2017年、警視庁は臨海区に分庁舎を建設した。その分庁舎に唯一新設された部門、刑事部捜査第4課特殊班に彼女は籍を置いていた。班の任務は潜入捜査。今度のターゲットは、近年国内外に広く出回っている依存性の強い麻薬、ブラックボールの製造元の割り出し。そのために彼女は櫟涼子としてブラックボールの流通元・CMPへと潜入捜査を開始する。

光文社だから、新宿鮫シリーズかと思っていたのですが・・・違いましたね。でもふふふなのです。多分これには新宿鮫こと鮫島が出ているのです。と私が勝手に思っているだけで、違うかもしれないのですが。
さて、内容ですが、犯罪組織に潜入した女性捜査官が、組織の中のスパイを捜しながら、元々の任務である製造元を割り出そうとするハードボイルド。潜入がばれるか、ばれないかという緊張感よりも、深く信頼関係を得てしまった犯罪組織の人間とのやり取りが切ないお話。これってシリーズになるのでしょうか。というか、上に書いたことを証明するためにも、是非続きを書いてもらわねばならないのですが・・・(^^)。

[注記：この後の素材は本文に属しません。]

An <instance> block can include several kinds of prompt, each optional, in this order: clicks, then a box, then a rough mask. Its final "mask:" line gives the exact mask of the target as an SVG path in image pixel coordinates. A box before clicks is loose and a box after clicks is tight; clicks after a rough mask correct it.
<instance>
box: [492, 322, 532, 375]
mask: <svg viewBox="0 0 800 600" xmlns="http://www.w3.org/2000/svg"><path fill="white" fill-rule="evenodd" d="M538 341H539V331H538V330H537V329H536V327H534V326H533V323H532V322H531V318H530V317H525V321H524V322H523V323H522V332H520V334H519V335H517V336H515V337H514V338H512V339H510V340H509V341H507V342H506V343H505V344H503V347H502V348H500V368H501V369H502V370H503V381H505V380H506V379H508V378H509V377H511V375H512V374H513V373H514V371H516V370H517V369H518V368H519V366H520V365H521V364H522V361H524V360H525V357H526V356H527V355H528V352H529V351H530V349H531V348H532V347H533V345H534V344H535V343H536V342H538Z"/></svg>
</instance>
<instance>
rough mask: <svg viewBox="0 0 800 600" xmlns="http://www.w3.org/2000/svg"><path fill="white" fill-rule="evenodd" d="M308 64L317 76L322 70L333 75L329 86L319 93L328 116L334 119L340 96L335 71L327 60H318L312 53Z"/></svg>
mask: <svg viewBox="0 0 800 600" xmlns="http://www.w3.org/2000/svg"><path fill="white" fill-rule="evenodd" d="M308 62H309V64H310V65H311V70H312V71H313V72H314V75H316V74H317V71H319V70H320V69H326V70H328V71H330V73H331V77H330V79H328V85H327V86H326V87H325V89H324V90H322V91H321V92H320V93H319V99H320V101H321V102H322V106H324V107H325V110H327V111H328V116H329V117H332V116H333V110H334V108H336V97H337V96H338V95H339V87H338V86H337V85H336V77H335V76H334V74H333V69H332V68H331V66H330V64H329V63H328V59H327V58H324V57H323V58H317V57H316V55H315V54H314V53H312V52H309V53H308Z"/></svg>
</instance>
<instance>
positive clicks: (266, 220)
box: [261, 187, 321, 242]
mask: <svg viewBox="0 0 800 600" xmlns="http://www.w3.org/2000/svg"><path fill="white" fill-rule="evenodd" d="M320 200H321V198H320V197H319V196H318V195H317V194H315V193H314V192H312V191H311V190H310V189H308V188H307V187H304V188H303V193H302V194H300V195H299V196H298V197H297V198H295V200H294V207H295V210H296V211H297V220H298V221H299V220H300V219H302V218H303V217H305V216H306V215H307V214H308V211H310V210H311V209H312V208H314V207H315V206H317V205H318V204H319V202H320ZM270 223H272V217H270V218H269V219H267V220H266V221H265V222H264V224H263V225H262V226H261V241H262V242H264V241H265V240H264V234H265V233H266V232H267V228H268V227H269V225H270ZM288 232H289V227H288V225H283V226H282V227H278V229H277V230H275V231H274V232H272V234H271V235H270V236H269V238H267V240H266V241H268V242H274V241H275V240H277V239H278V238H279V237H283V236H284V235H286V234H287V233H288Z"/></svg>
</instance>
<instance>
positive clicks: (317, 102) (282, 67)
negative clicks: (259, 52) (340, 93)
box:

あ、この本の続編はゲームソフトになるそうです。というか、ゲームソフトが先にあって、このキャラクターが出来たらしいです。でもなんとあのドリームキャスト用ゲームソフト(T_T)。なんでプレステじゃないの?!でもこのソフトのためだけに、ドリームキャストは買えません。発売元のソフト会社さん、お願いですからプレステに移植してください。プレステ2も出ることですし・・・。